The question should be understood in this way:
0 after the DfT (FFT is a fast DFT algorithm), in fact, the formula has not changed, the change is only the frequency domain terms (such as: 0 before the FFT calculation is m*2*pi/m at the frequency domain value, and 0 after the n*2*pi/n at the frequency domain value), M is the original DFT length, n becomes the length of the complement 0. Will (-PI,PI) from the original m parts into N parts, if the complement 0 before and after these frequency domain values are drawn in the coordinates, wherein the m*2*pi/m and n*2*pi/n coincident parts, it corresponds to the frequency domain value (the transformed value) is unchanged, and in the original M part of the (n-m) portion of the component, That is, in the frequency domain more than (n-m) part interpolation, so that understanding is clear.

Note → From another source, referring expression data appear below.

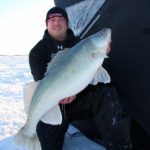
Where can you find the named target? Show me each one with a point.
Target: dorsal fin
(59, 55)
(28, 92)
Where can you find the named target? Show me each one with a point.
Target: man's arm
(38, 65)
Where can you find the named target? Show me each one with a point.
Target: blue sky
(22, 24)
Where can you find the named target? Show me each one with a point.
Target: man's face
(57, 27)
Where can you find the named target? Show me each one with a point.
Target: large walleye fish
(68, 73)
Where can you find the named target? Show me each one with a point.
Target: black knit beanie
(56, 12)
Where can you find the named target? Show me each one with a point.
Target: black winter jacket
(42, 53)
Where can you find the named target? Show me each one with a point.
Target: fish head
(101, 41)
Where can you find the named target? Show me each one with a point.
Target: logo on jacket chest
(60, 47)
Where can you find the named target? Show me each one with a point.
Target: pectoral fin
(101, 75)
(53, 116)
(28, 92)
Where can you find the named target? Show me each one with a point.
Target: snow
(14, 73)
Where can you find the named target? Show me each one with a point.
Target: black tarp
(128, 63)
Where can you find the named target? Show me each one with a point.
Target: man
(86, 104)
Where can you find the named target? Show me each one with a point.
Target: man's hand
(68, 100)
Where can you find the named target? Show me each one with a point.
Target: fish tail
(22, 140)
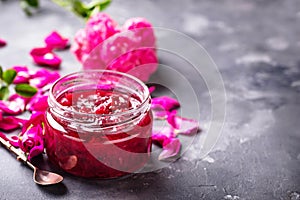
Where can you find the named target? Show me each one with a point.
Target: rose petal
(98, 28)
(19, 101)
(13, 140)
(161, 136)
(170, 150)
(167, 103)
(2, 42)
(11, 123)
(142, 29)
(101, 45)
(11, 107)
(36, 118)
(30, 138)
(45, 57)
(35, 151)
(38, 103)
(43, 77)
(151, 89)
(171, 119)
(55, 41)
(22, 74)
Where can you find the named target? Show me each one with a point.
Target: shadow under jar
(98, 124)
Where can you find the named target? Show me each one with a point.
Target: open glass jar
(99, 124)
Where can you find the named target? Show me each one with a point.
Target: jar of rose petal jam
(98, 124)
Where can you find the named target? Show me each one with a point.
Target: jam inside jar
(98, 124)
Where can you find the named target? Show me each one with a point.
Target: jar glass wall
(99, 124)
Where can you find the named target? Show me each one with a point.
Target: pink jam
(92, 139)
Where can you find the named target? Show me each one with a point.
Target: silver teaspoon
(41, 177)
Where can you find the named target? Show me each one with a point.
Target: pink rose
(130, 49)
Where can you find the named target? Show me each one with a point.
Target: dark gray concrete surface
(256, 46)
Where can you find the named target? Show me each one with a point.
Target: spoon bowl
(43, 177)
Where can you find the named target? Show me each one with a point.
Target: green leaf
(1, 71)
(4, 93)
(101, 4)
(9, 75)
(25, 90)
(33, 3)
(79, 9)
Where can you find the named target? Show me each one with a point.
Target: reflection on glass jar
(99, 124)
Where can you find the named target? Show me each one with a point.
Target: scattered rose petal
(56, 41)
(151, 89)
(142, 29)
(171, 119)
(2, 42)
(45, 57)
(43, 77)
(31, 141)
(22, 74)
(38, 103)
(162, 136)
(98, 28)
(13, 140)
(11, 123)
(19, 101)
(11, 107)
(131, 49)
(35, 119)
(167, 103)
(171, 149)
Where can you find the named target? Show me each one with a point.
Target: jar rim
(146, 92)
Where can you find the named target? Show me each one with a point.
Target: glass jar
(98, 124)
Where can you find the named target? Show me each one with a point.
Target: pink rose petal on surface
(13, 140)
(35, 151)
(171, 119)
(35, 119)
(31, 141)
(151, 89)
(43, 77)
(102, 45)
(55, 41)
(45, 57)
(171, 150)
(22, 74)
(38, 103)
(162, 136)
(11, 107)
(98, 28)
(167, 103)
(19, 101)
(142, 29)
(11, 123)
(2, 42)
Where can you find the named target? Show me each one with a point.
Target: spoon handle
(20, 155)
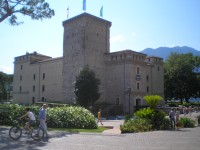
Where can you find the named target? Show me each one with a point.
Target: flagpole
(68, 12)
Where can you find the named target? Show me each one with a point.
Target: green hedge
(155, 117)
(57, 117)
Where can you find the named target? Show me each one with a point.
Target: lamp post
(128, 91)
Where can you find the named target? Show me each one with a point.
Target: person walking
(172, 117)
(177, 118)
(42, 119)
(99, 117)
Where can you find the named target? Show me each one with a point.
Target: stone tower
(86, 41)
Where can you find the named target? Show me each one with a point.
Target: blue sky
(136, 25)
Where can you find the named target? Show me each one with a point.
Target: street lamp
(128, 91)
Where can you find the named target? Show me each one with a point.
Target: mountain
(164, 52)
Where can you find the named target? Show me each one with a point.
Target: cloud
(6, 69)
(118, 38)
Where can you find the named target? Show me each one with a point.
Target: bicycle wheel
(15, 133)
(37, 133)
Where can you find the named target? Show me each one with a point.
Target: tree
(152, 100)
(181, 76)
(87, 87)
(36, 9)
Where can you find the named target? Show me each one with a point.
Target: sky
(136, 25)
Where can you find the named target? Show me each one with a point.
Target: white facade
(86, 42)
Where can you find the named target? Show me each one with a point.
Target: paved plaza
(184, 139)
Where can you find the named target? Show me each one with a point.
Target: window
(147, 77)
(33, 100)
(43, 76)
(34, 88)
(147, 89)
(138, 70)
(43, 88)
(20, 77)
(138, 86)
(158, 68)
(34, 76)
(117, 101)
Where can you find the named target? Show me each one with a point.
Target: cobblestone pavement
(184, 139)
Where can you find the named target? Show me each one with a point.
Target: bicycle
(17, 129)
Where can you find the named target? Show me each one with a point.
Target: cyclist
(31, 118)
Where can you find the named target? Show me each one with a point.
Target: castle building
(126, 76)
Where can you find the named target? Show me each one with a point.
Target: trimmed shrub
(58, 117)
(135, 125)
(187, 122)
(155, 117)
(71, 117)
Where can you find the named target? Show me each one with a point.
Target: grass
(98, 130)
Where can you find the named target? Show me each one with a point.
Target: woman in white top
(31, 118)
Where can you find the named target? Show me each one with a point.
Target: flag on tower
(68, 12)
(84, 5)
(101, 11)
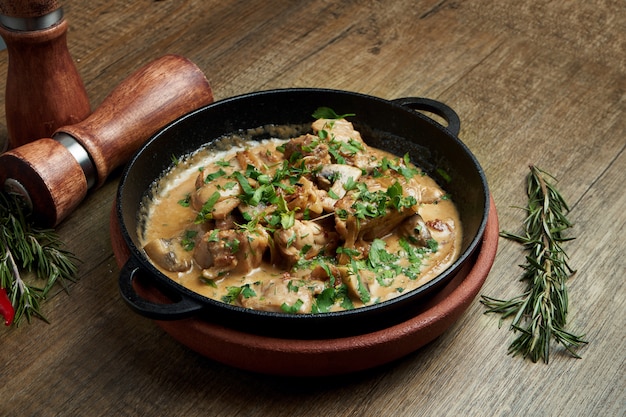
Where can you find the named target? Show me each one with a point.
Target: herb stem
(540, 313)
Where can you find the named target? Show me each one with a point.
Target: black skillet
(393, 125)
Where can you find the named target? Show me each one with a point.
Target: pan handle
(433, 106)
(182, 307)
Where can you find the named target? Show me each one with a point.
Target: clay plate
(293, 357)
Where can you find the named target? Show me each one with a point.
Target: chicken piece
(307, 149)
(370, 227)
(221, 252)
(347, 141)
(305, 239)
(334, 177)
(415, 230)
(276, 292)
(228, 200)
(358, 285)
(169, 254)
(305, 197)
(258, 159)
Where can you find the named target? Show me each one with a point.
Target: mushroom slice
(415, 230)
(169, 254)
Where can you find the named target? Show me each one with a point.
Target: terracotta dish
(293, 357)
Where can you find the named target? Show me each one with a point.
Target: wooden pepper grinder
(54, 174)
(44, 90)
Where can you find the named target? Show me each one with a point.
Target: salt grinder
(44, 90)
(54, 174)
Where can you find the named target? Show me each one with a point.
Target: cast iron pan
(393, 125)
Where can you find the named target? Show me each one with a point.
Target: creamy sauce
(281, 278)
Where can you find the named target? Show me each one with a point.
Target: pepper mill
(44, 90)
(54, 174)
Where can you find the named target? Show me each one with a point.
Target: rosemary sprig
(540, 313)
(28, 253)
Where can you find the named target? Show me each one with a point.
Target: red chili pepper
(6, 308)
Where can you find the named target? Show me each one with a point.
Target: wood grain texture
(533, 82)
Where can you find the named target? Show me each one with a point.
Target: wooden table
(533, 82)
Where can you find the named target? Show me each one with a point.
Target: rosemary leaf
(30, 256)
(540, 313)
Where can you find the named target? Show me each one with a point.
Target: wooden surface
(540, 82)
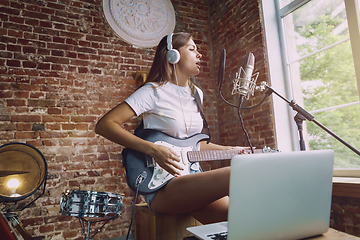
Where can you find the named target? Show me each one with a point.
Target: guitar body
(141, 166)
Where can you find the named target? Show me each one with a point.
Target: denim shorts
(150, 197)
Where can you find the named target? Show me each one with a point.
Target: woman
(166, 103)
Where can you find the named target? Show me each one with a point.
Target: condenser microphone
(244, 83)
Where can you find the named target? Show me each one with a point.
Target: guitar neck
(213, 155)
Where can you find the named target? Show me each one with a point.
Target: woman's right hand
(167, 159)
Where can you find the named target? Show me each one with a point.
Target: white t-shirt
(167, 108)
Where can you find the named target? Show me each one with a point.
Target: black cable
(242, 123)
(133, 211)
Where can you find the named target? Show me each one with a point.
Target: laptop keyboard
(218, 236)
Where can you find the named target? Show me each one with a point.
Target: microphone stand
(301, 115)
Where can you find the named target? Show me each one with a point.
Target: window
(317, 40)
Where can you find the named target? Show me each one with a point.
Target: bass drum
(91, 204)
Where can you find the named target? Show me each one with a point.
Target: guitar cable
(139, 180)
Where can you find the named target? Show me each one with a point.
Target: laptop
(284, 195)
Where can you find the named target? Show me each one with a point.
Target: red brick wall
(62, 68)
(236, 26)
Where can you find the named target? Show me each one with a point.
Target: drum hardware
(23, 170)
(82, 220)
(93, 205)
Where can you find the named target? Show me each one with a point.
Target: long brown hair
(161, 70)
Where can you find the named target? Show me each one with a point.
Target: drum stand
(86, 233)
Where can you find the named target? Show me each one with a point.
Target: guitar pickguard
(161, 176)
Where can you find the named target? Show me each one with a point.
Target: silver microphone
(244, 82)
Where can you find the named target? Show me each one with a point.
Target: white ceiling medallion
(140, 22)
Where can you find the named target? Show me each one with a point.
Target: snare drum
(91, 204)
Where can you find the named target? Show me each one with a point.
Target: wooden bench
(150, 225)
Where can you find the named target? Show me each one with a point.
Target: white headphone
(173, 55)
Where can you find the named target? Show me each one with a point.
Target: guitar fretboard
(211, 155)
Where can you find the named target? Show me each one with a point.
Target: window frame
(286, 132)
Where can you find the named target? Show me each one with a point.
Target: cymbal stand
(20, 228)
(87, 232)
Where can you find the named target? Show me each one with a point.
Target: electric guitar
(141, 168)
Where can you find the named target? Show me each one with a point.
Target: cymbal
(8, 173)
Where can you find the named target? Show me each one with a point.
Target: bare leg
(200, 194)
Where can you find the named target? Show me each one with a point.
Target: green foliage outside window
(331, 77)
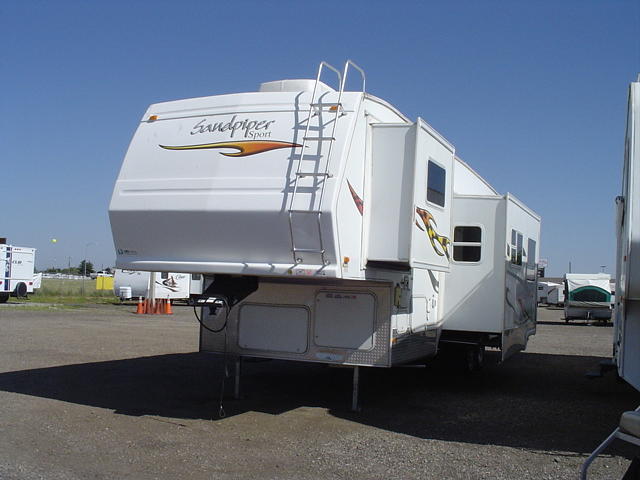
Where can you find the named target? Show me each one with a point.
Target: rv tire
(474, 358)
(21, 290)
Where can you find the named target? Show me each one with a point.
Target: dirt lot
(99, 392)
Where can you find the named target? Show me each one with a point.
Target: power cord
(223, 328)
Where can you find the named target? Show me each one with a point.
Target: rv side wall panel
(633, 174)
(473, 297)
(393, 152)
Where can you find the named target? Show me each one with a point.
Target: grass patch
(65, 291)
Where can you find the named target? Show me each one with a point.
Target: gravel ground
(98, 392)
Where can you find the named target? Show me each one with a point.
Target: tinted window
(436, 182)
(467, 234)
(467, 244)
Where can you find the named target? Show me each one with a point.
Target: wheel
(21, 290)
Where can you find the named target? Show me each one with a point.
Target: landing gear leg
(236, 383)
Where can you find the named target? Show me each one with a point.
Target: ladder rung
(312, 174)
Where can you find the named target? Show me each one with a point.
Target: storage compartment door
(431, 216)
(273, 328)
(345, 320)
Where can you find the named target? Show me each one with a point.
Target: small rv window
(516, 247)
(467, 244)
(436, 183)
(531, 260)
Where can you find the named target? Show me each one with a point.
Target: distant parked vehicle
(587, 296)
(16, 271)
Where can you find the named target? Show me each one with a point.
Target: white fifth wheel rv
(545, 289)
(626, 337)
(17, 271)
(323, 221)
(556, 295)
(128, 284)
(587, 295)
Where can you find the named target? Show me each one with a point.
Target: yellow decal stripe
(245, 148)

Complementary 0 Advantages have two:
One is to make the integer power of 2 data points so that the FFT can be used
Second, the original data played the role of interpolation, on the one hand to overcome the "fence" effect, so that the appearance of the spectrum smooth, on the other hand, due to the data truncation caused by the frequency domain leakage, there may be some difficult to confirm the spectral peaks in the spectrum (see "Digital signal Processing" Textbook 147 page Figure 6-13), After 0, it is possible to eliminate this phenomenon.
FFT complement 0:
The spectral resolution of the N-point DfT is 2π/N. The Fence effect section indicates that more frequency points can be observed by filling 0 (see digital signal Processing, 148 pages), but this does not mean that 0 can improve the true spectral resolution. This is because X[n] is actually a sequence of primary values sampled by X (t), and the X ' [n] cycle extension obtained by X[n] 0 is not the same as the original sequence, nor is it a sample of X (t). Therefore, the spectrum of different discrete signals is already. For the DfT of X ', which is 0 to M, it can only be said that its resolution 2π/m has only a computational significance and is not a real, physical spectrum. The increase of spectral resolution can only be achieved by increasing the time-domain effective sampling length under the condition that the sampling theorem is satisfied (see "Digital Signal Processing" Textbook page 146), and the complement 0 is not the valid data of time domain signal.